Ma è previsto anche un cambio di paradigma. «Dall’agricoltura 4.0, che ha visto l’innovazione tecnologica entrare nel settore agricolo, il futuro è l’agritech, perché la tecnologia sarà la base del processo produttivo: per esempio, si potranno produrre dei cibi senza nichel, l’elemento chimico causa di molte allergie» sostiene Fulvio Conti, responsabile agricoltura e ambiente di Almaviva, che affianca il settore nel suo processo di digitalizzazione e si sta specializzando come incubatore di idee e start-up in agricoltura.
La nuova frontiera dell’innovazione è rappresentata dal vertical farming. Qui la coltivazione avviene in strati sovrapposti e in ambienti controllati che creano il clima ottimale per qualsiasi coltura; grazie a sistemi di illuminazione a led gli agricoltori possono controllare la crescita dei prodotti, il gusto e il valore nutrizionale. È ciò che rappresenta il progetto di Planet farms, i cui fondatori Luca Travaglini e Daniele Benatoff hanno vinto il Premio nazionale per l’innovazione di Confagricoltura per aver sviluppato coltivazioni verticali uniche al mondo.
«Si può così coltivare in ogni luogo, indipendentemente dalle condizioni climatiche, garantendo verdure sostenibili 365 giorni all’anno» dice Travaglini a Panorama. «Produciamo 40.000 confezioni al giorno di insalate ed erbe aromatiche, risparmiando il 95% dell’acqua rispetto alle colture tradizionali e il 90% di suolo. E sostituiamo la chimica, utilizzata per proteggere il raccolto, con la tecnologia. Quindi garantiamo un prodotto di qualità, in assenza totale di pesticidi e a residuo zero. Senza sprechi e scarti».
A fine primavera l’azienda inaugurerà la avanzata vertical farm d’Europa a Cavenago, alle porte di Milano. Oltre 9.000 metri quadri di stabilimento all’interno del quale trova spazio la filiera nella sua totalità: entra un seme ed esce un prodotto confezionato. «Siamo i primi al mondo a introdurre sugli scaffali della grande distribuzione un prodotto che non deve essere lavato per essere consumato, e vogliamo dare un’opportunità ai giovani di entrare in questa nuova forma di agricoltura». Quali sono i costi di queste produzioni? «Nonostante oggi siano ancora piuttosto elevati, in futuro tenderanno ad abbassarsi perché caleranno anche i costi di produzione energetica, cruciale in questo tipo di coltivazione».
Secondo uno studio della banca Barclays, le vertical farm hanno un potenziale mercato di 50 miliardi di dollari.
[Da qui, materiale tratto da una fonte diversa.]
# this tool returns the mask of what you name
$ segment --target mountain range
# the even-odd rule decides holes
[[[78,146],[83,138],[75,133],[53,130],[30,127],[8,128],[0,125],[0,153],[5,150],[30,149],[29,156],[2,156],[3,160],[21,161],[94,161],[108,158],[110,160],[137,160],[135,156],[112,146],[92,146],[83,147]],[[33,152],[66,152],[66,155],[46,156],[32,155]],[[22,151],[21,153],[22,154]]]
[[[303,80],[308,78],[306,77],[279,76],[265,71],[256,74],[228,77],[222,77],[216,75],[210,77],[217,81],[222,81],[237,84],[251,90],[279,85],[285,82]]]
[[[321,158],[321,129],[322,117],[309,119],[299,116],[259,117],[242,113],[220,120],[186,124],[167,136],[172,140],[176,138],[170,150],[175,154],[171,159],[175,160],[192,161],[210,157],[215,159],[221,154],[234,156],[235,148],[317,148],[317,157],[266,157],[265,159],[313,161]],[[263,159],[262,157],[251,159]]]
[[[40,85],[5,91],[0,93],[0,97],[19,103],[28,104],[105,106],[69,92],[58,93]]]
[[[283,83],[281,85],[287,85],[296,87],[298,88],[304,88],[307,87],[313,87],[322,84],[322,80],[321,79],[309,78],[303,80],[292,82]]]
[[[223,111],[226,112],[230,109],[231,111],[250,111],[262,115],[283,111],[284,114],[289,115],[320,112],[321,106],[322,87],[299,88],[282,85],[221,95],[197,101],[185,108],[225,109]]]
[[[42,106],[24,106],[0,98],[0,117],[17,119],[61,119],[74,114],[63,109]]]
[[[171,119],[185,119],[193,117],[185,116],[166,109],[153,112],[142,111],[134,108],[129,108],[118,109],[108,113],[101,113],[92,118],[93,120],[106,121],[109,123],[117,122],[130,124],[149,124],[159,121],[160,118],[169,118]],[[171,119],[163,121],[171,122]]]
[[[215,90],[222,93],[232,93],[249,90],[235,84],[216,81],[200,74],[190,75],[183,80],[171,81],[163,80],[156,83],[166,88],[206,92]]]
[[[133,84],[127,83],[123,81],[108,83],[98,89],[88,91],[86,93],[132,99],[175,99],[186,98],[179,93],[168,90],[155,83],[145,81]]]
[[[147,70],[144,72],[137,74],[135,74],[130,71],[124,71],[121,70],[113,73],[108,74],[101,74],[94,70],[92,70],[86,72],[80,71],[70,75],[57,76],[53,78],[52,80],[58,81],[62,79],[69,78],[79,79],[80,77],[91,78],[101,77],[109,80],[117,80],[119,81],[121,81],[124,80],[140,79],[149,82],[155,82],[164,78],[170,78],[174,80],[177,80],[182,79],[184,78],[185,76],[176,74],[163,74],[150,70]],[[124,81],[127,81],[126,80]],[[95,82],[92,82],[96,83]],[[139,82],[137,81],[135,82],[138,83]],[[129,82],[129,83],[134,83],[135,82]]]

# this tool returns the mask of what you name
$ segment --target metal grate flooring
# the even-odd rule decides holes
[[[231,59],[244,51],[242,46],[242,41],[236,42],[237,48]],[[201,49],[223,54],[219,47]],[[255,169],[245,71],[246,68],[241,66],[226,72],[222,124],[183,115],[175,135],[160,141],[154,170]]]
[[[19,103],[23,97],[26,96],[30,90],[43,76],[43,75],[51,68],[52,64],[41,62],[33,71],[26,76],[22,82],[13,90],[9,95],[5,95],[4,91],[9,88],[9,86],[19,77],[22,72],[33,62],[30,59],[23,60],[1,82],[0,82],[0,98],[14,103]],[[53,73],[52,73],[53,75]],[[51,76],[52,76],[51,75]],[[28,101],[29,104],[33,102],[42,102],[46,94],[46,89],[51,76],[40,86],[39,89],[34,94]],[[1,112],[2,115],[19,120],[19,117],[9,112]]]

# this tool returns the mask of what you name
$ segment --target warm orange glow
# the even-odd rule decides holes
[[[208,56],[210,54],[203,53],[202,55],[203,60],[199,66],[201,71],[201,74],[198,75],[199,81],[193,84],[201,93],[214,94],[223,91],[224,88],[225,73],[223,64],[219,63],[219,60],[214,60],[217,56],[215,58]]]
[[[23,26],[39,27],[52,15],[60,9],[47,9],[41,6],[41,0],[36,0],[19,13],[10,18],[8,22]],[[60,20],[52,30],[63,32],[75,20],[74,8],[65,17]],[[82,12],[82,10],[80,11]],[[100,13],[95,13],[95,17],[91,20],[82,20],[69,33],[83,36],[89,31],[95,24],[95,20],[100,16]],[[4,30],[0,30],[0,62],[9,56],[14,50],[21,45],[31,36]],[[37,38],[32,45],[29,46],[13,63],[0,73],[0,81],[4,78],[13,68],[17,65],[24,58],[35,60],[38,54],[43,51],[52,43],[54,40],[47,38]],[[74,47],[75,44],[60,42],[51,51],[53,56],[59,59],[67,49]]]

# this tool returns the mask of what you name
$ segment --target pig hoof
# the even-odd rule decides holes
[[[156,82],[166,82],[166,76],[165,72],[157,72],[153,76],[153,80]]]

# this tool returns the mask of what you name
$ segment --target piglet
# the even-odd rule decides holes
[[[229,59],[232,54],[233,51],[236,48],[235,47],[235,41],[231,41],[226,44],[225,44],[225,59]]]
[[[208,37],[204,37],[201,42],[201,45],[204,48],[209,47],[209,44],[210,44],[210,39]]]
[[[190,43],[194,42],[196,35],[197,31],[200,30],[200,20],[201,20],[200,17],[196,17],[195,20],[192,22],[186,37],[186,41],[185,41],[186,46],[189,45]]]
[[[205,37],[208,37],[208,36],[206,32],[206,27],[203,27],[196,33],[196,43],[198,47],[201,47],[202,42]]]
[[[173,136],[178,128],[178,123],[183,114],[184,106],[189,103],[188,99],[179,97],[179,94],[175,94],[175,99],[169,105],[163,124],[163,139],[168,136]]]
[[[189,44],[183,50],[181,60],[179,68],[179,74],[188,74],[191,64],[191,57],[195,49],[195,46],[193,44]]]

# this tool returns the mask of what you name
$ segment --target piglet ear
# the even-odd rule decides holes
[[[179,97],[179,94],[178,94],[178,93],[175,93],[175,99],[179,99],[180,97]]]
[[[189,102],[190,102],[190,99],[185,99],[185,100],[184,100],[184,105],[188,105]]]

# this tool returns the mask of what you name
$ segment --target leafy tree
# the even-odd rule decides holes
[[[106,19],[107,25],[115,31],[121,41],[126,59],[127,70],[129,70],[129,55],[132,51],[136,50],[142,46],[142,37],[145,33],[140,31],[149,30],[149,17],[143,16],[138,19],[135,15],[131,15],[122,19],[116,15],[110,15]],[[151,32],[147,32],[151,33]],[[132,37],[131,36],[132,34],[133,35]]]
Non sostituiranno l’agricoltura tradizionale, ma la potranno affiancare, come alternativa alle colture intensive molto impattanti in termini di rilascio di CO². L’ultima novità arriva da Israele. Per rispondere alla carenza di manodopera, che fa sì che oltre il 10% dei frutti in tutto il mondo non sia raccolto (equivalente al consumo annuale della Ue), la Tevel aerobotics technologies, è pronta a trasformare la raccolta lanciando sul mercato globale robot volanti autonomi che si alzano in volo come i droni e raccolgono i frutti dalle piante, usando l’intelligenza artificiale per identificare solo quelli maturi. La tecno-agricoltura è solo agli inizi.